No substantial change can be said to have taken place, on the whole, between 1913 and 1933, as regards the proportion with which Russia’s suppliers participate in its import trade; on the basis of the global value of the various lots, as shown in the table unit.

Germany retains about half of the imported goods, of which another quarter is supplied by Great Britain, China, Persia, and Poland; in contrast to the surprisingly low participation of Japan, it is worth noting the significant increase in the share due to Italy. The European nations and the United States supply above all industrial products and textiles, the countries of Asia supply food and raw materials.

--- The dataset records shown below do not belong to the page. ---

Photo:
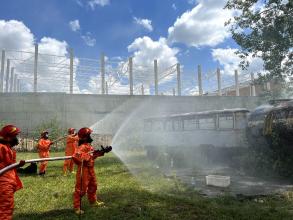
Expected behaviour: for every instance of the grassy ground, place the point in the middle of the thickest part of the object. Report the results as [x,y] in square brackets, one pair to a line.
[151,196]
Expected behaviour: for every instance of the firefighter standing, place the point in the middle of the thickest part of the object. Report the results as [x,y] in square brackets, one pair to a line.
[71,146]
[85,177]
[43,148]
[9,181]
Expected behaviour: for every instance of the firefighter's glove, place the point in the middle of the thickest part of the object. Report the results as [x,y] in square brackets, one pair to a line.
[21,163]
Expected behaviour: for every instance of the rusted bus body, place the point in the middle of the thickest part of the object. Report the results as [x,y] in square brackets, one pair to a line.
[274,118]
[102,139]
[219,128]
[216,136]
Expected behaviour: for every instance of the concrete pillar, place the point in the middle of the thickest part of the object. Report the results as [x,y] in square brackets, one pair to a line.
[236,83]
[252,85]
[103,73]
[156,77]
[36,68]
[142,89]
[107,88]
[11,80]
[178,79]
[2,71]
[15,83]
[199,80]
[18,85]
[71,72]
[219,82]
[130,63]
[7,75]
[268,84]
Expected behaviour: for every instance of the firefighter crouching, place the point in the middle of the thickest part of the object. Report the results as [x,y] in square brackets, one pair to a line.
[43,149]
[9,181]
[71,146]
[85,177]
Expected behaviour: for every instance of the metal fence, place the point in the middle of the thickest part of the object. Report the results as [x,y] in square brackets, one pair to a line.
[34,71]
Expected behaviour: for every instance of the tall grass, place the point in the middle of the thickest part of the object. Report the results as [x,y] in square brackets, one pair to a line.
[146,195]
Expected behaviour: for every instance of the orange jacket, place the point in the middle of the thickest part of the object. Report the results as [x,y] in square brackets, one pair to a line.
[7,157]
[83,154]
[44,147]
[71,145]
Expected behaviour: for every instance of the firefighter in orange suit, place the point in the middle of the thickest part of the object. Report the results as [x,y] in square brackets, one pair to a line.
[71,146]
[9,181]
[43,148]
[85,177]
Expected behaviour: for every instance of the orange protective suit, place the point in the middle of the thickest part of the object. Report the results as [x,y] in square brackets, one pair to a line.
[71,146]
[43,148]
[9,183]
[88,183]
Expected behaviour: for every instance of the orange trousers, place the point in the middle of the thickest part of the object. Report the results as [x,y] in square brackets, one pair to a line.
[44,164]
[6,201]
[88,185]
[68,164]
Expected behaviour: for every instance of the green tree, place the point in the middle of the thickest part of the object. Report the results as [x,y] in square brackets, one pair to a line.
[264,28]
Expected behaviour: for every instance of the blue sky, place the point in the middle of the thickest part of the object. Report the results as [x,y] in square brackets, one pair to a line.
[191,32]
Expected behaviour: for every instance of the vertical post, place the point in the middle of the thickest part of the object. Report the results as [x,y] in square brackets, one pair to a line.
[14,83]
[178,79]
[199,80]
[252,85]
[269,86]
[2,71]
[156,77]
[142,89]
[103,73]
[18,85]
[106,88]
[11,80]
[130,76]
[71,72]
[36,68]
[7,75]
[236,83]
[219,82]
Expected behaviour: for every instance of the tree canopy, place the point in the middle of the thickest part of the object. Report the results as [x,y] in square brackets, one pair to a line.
[264,28]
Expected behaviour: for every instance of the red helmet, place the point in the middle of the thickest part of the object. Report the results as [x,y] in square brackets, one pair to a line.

As far as exports are concerned, Germany and Great Britain together absorb about half of the total, in almost identical proportions (and so throughout the twenty years). Holland, France, Belgium and Italy follow at a distance; much less regular is the part due to Asian countries, among which Japan always stands out for its too modest proportions.

Exports to European countries essentially consist of raw materials, while exports to Persia, China and Mongolia also consist of manufactured goods.

Italian participation in Russian trade contracted significantly in the post-war period, even if in the five-year period 1929-33 there was no lack of signs of an evident recovery. In this same period, the trade balance has always closed with an advantage for the USSR: the turnover reached about 840 million lire (of which 560 were imported from Russia) in 1931, but dropped to 570 (of 330 of which on import) in 1932. In the immediate pre-war period 1911-13) Russia participated in the import trade of Italy with 6.4% and in exports with 2.3% of the relative totals; these percentages decreased to 3.2 and 0.8% respectively in 1930, to go back to 4.1 and 3.7% in 1932. The last few years have marked the trend towards greater equilibrium, having grown more, in proportion , Italian exports. These essentially consist of machines, appliances and their parts (2 / 3 of the total value in 1931), airplanes, automobiles, citrus fruit, textiles and artifacts (maximum of cotton and silk), sulfur, chemicals, etc. Italy imports from the USSR first of all oil and derivatives (40% of the total value in 1931), cereals (wheat and oats), wood and timber, skins and hard coal.